The research rapidly advances vision-language models (VLM), but evaluation frameworks for Japanese vision-language (V&L) tasks are still inadequate. This paper introduces llm-jp-eval-mm, a toolkit for systematically evaluating Japanese multimodal tasks. It unifies six existing Japanese multimodal tasks, enabling consistent benchmarking across multiple metrics. The toolkit is publicly available, aiming to facilitate continuous improvement and evaluation of Japanese VLMs.

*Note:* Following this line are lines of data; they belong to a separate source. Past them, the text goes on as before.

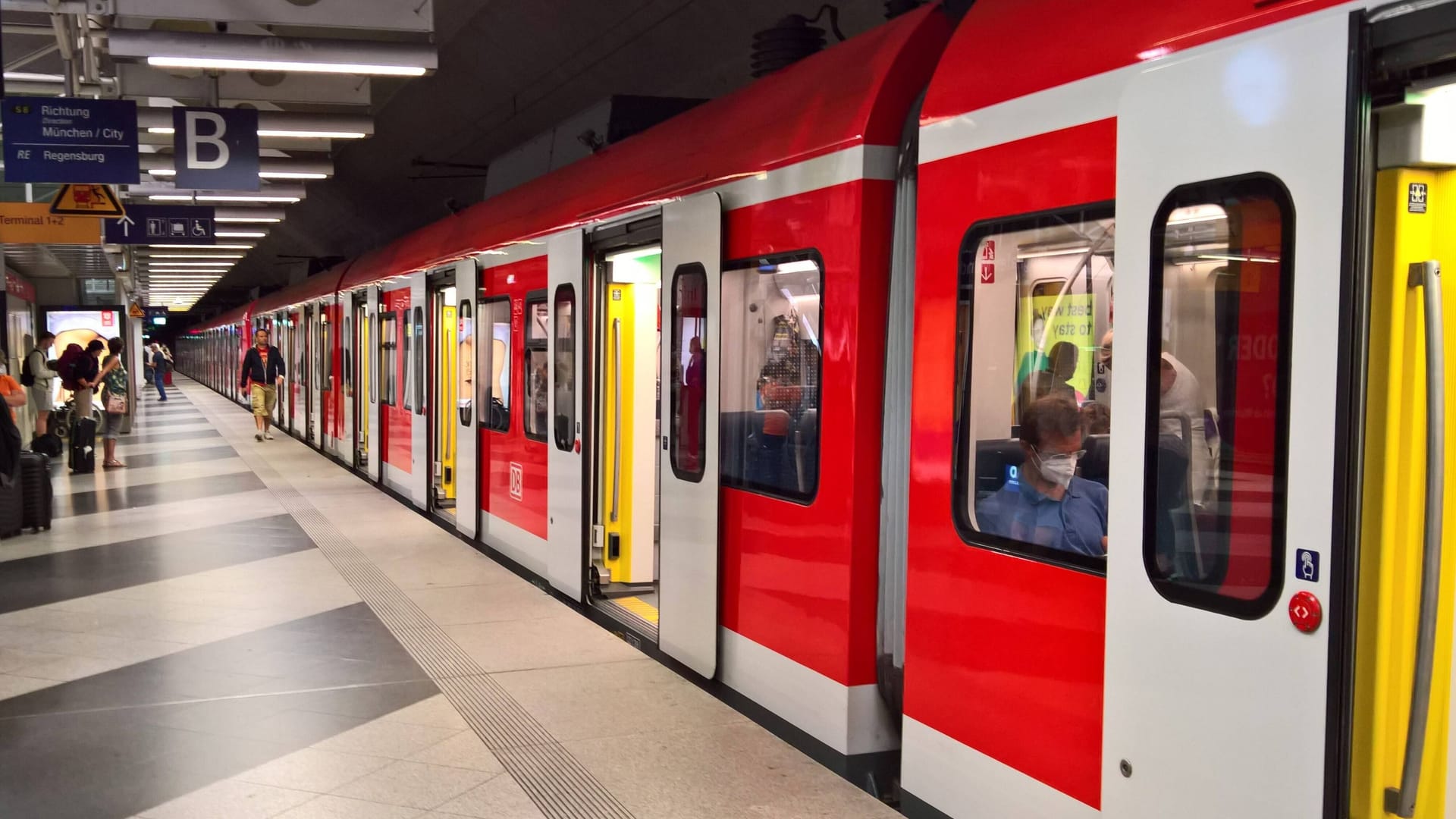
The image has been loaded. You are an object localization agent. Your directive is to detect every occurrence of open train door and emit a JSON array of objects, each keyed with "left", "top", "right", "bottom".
[
  {"left": 546, "top": 231, "right": 585, "bottom": 601},
  {"left": 658, "top": 193, "right": 722, "bottom": 678},
  {"left": 1101, "top": 13, "right": 1350, "bottom": 819}
]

llm-jp-eval-mm standardizes input/output formats across diverse datasets, separating inference from evaluation. It uses a modular class structure (Task and Scorer) allowing easy extension and incorporation of new tasks and models. Evaluation setups are simplified, removing YAML-based configurations, thus enhancing maintainability and usability.
Evaluations were performed on 13 publicly available Japanese and multilingual VLMs. Among Japanese-specialized models, llm-jp-3 VILA exhibited top performance across most tasks. For multilingual models, Qwen2-VL showed superior results, particularly in multi-image tasks, indicating advantages of advanced training strategies.
llm-jp-eval-mm is the pioneering framework for systematic Japanese VLM evaluation, revealing both the advancement and remaining gaps compared to large-scale commercial models like GPT-4o. Future work includes expanding dataset diversity (e.g., specialized domains, image generation) and extending evaluations to other modalities such as 3D vision, audio, video, and Vision-Language-Action (VLA).